Theron exhales, his shoulders bending ever so slightly. “I need to believe so.”
I frown. Is it possible? To be both what Winter needs and what I want? Instead of fighting for
only
what I want, or surrendering to
only
what Winter needs, to find a balance between the two?
I hold up the book. “Can I borrow this?”
Theron nods before he even sees what it is. “Of course. Take anything you want.” He nudges the painting. “And I
will
have someone put this up for you. Now”—he tries again, a bright smile washing over his face—“the menagerie?”
THE NEXT MORNING,
when Rose and Mona come again with pleas for me to attend etiquette class, I shock them and myself by agreeing.
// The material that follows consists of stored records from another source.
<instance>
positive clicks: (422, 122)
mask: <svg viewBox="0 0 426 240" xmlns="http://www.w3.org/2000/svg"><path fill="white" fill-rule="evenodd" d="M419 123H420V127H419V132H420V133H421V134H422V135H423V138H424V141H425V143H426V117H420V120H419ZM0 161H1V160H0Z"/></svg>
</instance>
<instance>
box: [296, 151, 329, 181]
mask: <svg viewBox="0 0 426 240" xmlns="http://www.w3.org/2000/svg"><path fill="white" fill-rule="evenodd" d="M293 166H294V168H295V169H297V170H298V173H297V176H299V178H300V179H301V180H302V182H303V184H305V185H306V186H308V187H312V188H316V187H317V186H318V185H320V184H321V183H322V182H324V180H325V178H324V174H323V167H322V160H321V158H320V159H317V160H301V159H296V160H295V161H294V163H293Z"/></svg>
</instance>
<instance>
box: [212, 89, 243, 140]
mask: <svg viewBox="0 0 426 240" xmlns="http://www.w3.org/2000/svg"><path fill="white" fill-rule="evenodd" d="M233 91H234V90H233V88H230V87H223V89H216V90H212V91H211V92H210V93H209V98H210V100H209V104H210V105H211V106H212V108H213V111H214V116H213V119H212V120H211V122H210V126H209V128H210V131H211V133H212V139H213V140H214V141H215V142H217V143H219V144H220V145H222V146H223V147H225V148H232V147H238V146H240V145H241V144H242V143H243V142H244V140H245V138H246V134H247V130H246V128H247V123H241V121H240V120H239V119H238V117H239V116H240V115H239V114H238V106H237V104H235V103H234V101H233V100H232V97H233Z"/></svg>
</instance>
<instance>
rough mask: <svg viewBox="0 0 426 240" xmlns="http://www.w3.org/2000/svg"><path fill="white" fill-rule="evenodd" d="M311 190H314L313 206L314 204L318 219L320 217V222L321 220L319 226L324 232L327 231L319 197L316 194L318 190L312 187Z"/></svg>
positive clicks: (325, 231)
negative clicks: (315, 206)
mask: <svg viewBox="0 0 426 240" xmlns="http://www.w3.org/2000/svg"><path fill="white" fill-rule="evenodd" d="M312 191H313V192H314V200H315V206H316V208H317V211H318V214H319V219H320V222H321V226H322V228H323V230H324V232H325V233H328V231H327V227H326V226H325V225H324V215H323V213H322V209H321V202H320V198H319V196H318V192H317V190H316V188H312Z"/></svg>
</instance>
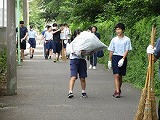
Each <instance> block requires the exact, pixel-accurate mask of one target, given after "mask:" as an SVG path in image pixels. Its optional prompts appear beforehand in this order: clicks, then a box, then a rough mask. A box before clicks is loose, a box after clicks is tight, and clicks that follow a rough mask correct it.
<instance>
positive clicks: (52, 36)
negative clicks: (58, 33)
mask: <svg viewBox="0 0 160 120" xmlns="http://www.w3.org/2000/svg"><path fill="white" fill-rule="evenodd" d="M43 37H44V38H45V42H44V44H45V47H46V51H45V52H46V53H45V59H48V56H51V55H52V49H53V45H52V41H51V40H52V39H53V31H52V27H51V26H49V25H48V26H47V31H46V32H45V33H44V36H43ZM48 53H49V54H48Z"/></svg>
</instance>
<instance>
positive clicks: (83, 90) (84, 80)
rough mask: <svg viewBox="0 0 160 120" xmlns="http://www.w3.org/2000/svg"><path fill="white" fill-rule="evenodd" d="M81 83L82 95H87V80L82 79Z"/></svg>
mask: <svg viewBox="0 0 160 120" xmlns="http://www.w3.org/2000/svg"><path fill="white" fill-rule="evenodd" d="M80 81H81V87H82V93H85V90H86V80H85V78H80Z"/></svg>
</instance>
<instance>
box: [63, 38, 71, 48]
mask: <svg viewBox="0 0 160 120" xmlns="http://www.w3.org/2000/svg"><path fill="white" fill-rule="evenodd" d="M62 41H63V48H66V46H67V44H65V43H64V41H65V40H62ZM68 43H71V40H70V39H69V40H68Z"/></svg>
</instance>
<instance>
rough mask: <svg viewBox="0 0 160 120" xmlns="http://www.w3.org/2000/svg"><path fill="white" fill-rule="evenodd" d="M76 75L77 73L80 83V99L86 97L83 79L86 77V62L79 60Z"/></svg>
mask: <svg viewBox="0 0 160 120" xmlns="http://www.w3.org/2000/svg"><path fill="white" fill-rule="evenodd" d="M78 73H79V78H80V81H81V87H82V97H84V98H85V97H87V94H86V91H85V90H86V80H85V78H86V77H87V62H86V60H83V59H82V60H79V64H78Z"/></svg>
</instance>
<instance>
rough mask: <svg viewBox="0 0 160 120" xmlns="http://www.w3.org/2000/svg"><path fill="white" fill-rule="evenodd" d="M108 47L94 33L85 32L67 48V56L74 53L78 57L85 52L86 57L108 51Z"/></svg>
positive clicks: (66, 49) (74, 39)
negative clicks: (97, 52) (102, 50)
mask: <svg viewBox="0 0 160 120" xmlns="http://www.w3.org/2000/svg"><path fill="white" fill-rule="evenodd" d="M106 48H107V46H106V45H105V44H104V43H102V42H101V41H100V40H99V39H98V38H97V37H96V36H95V35H94V34H93V33H90V32H87V31H83V32H81V33H80V35H78V36H77V37H76V38H75V39H74V40H73V41H72V42H71V43H70V44H69V45H68V48H66V51H67V54H70V53H74V54H76V55H77V56H79V55H80V54H81V51H85V55H89V54H90V53H94V52H98V51H100V50H104V49H106Z"/></svg>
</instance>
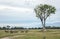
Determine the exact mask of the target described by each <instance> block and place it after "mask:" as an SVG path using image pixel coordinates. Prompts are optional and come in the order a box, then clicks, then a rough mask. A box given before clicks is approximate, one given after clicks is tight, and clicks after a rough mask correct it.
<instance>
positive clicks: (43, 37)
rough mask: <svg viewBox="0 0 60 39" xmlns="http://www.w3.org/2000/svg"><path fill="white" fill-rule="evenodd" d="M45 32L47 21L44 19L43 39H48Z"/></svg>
mask: <svg viewBox="0 0 60 39" xmlns="http://www.w3.org/2000/svg"><path fill="white" fill-rule="evenodd" d="M45 31H46V28H45V19H44V20H43V39H46V35H45Z"/></svg>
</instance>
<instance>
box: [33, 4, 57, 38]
mask: <svg viewBox="0 0 60 39" xmlns="http://www.w3.org/2000/svg"><path fill="white" fill-rule="evenodd" d="M34 10H35V13H36V17H38V18H39V19H40V20H41V22H42V26H43V32H45V31H46V29H45V23H46V19H47V18H48V17H49V16H50V15H51V14H55V11H56V9H55V7H53V6H51V5H47V4H40V5H38V6H37V7H36V8H35V9H34ZM43 39H45V35H44V37H43Z"/></svg>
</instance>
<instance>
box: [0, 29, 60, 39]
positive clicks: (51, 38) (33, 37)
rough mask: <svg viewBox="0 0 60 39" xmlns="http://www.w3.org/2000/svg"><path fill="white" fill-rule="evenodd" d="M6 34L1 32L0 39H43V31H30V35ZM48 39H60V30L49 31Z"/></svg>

Rose, holding a sky-blue gown and a navy ribbon, stops beside the wardrobe. Her eyes narrow, and after a pause she scurries over to stand between my bed and the balcony. “Is this a trick?” she asks, and I don’t miss how she tries to hold her arms out, as if to block me from sprinting around her and leaping off the balcony.
I slide off the bed, on the side opposite the balcony doors, and calmly meet her eyes. “No. I’ll go.”
Rose puckers. “Wearing a proper outfit?”
I frown. “Yes.”
“Without your weapon?”
A groan bubbles in my throat. “
Going
isn’t compromise enough?”
Rose’s pucker sharpens and she clucks her tongue. “Weapons have no business inside the palace.”
She takes a few quick steps across the room and lays the gown and ribbon on the bed. No sooner does the fabric relax against the mussed sheets than her hands move to my nightgown, undoing the buttons down the back like she’s afraid I’ll change my mind if she doesn’t move fast enough. I start to flinch, start to fight her off on instinct, when my muscles still. I can do this. All of this—the marriage, whatever classes Noam ordered,
and
help my kingdom in ways that I never even dreamed of but that will still make me feel like I belong to Winter.
If Theron can do it, I can too. I can weave threads of myself into a tapestry already designed by others. It’s possible. And this could be good—I’m in a position of power, aren’t I? Far more power than being an ordinary soldier. This
will
be good.
So as Rose tugs the gown over my head, and Mona runs a brush through my hair, I pull my shoulders straight. I’m a future ruler of Cordell. How would a future ruler act? Mather bursts into my mind, his steadiness, his calm demeanor in the face of . . . everything. Act like Mather. I can do this.
“I’m bringing my chakram,” I say. When Rose whips her head up, I level my eyes in a stare. Calm, in control, steady. “I don’t intend on using it, but I will have it with me.”
Rose’s lips twitch. Her eyes narrow, a tight sweep of a glare, before she drops back to work tying the dark-blue ribbon around my waist.